Pengertian ISP (Internet Service Provider) dan Fungsi ISP

ISP kependekan dari Internet Service Provider, pengertian ISP yang artinya adalah sebuah perusahaan di bidang pelayanan masyarakat dalam penggunaan jaringan internet. Untuk terhubung ke dalam jaringan internet, anda dapat menghubungi ISP via komputer dan modem (modulator de modulator). Nantinya, ISP akan mengurus terkait rincian biaya yang dibutuhkan untuk terhubung ke jaringan internet. Biaya tersebut sudah termasuk ke dalam biaya koneksi.

Pada mulanya, ISP berbentuk jaringan seperti telepon. Hal itu dikarenakan awalnya koneksi ISP dijual lewat jaringan telepon. Akan tetapi, seiring berkembangnya zaman, penggunaan ISP tidak hanya dengan jaringan telepon melainkan juga menggunakan fiber optic dan wireless.

Fungsi ISP

Fungsi dari teknologi Internet Service Provider adalah sebagai berikut.

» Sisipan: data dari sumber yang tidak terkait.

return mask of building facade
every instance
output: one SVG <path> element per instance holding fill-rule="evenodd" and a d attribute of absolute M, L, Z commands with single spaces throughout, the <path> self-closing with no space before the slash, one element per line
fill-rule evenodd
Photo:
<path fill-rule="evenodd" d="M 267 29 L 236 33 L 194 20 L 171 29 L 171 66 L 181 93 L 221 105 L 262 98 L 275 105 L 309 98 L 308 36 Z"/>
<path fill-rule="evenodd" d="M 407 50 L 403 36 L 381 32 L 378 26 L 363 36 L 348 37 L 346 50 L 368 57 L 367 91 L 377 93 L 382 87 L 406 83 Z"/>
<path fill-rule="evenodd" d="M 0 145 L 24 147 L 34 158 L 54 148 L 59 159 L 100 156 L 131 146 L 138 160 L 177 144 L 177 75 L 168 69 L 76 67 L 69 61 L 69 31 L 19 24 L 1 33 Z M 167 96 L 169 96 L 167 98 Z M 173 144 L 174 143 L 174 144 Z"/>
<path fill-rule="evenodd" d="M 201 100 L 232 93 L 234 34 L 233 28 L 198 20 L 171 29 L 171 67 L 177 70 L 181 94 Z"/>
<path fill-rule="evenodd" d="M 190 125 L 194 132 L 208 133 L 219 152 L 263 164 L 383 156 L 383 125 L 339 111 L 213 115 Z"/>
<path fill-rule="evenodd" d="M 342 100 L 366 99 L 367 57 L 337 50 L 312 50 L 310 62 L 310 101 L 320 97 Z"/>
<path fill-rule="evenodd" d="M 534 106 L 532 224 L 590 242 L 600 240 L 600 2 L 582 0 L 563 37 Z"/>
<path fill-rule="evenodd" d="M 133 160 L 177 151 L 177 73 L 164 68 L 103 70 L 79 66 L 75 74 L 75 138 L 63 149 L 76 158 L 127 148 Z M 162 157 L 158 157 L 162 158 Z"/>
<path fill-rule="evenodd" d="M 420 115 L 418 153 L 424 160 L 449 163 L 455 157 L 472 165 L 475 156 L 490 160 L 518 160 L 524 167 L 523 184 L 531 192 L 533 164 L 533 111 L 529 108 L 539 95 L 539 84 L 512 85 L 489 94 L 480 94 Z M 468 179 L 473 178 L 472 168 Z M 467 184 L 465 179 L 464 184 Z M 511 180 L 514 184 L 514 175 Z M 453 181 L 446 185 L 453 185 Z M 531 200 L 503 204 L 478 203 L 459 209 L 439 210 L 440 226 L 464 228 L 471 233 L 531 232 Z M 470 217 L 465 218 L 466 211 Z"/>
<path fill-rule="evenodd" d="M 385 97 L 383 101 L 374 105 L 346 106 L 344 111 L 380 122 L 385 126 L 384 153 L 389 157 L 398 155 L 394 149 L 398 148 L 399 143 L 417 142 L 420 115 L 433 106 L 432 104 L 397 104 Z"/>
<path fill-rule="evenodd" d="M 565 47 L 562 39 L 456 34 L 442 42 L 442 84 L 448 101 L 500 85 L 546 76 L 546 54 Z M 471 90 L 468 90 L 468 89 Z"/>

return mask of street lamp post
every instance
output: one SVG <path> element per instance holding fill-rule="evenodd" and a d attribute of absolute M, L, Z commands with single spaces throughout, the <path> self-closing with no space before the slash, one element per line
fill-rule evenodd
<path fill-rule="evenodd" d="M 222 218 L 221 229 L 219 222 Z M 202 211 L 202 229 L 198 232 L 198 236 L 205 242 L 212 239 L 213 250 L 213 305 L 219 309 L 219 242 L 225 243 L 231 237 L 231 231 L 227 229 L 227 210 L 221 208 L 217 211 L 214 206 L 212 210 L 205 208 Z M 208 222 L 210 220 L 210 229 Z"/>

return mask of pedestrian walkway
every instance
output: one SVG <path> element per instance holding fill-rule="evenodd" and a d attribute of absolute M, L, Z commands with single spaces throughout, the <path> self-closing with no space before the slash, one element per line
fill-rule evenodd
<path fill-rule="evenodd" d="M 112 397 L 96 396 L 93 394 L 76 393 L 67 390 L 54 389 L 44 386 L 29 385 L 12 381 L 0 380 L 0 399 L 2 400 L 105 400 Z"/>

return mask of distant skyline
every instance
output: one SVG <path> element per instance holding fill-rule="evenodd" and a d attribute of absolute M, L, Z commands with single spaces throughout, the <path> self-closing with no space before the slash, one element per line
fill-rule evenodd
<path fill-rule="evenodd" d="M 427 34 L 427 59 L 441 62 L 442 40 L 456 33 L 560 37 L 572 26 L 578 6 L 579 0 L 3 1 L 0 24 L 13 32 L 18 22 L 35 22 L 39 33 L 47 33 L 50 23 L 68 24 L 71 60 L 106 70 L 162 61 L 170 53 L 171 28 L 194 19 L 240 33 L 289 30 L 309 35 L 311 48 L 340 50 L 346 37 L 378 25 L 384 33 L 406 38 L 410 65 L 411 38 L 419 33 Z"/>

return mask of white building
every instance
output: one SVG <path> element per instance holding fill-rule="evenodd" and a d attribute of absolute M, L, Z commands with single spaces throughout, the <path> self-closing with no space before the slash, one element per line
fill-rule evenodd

  1. Melayani masyarakat supaya bisa terhubung dengan jaringan internet.
  2. Menjadi narahubung dalam penyediaan jaringan internet.
  3. Menjadi penghubung antara pelanggan komputer dengan gateway internet yang paling dekat.
  4. Penyedia modem sebagai alat sambung dial-up.
  5. Penghubung layanan world wide web.
  6. Memastikan pelanggan dalam penggunaan e-mail.
  7. Memastikan pelanggan menggunakan percakapan suara via internet.
  8. Memastikan penerapan anti virus pada pelanggan.

Cara Memilih ISP

Sebelum menggunakan teknologi Internet Service Provider, sebaiknya perhatikan terlebih dahulu beberapa hal berikut ini.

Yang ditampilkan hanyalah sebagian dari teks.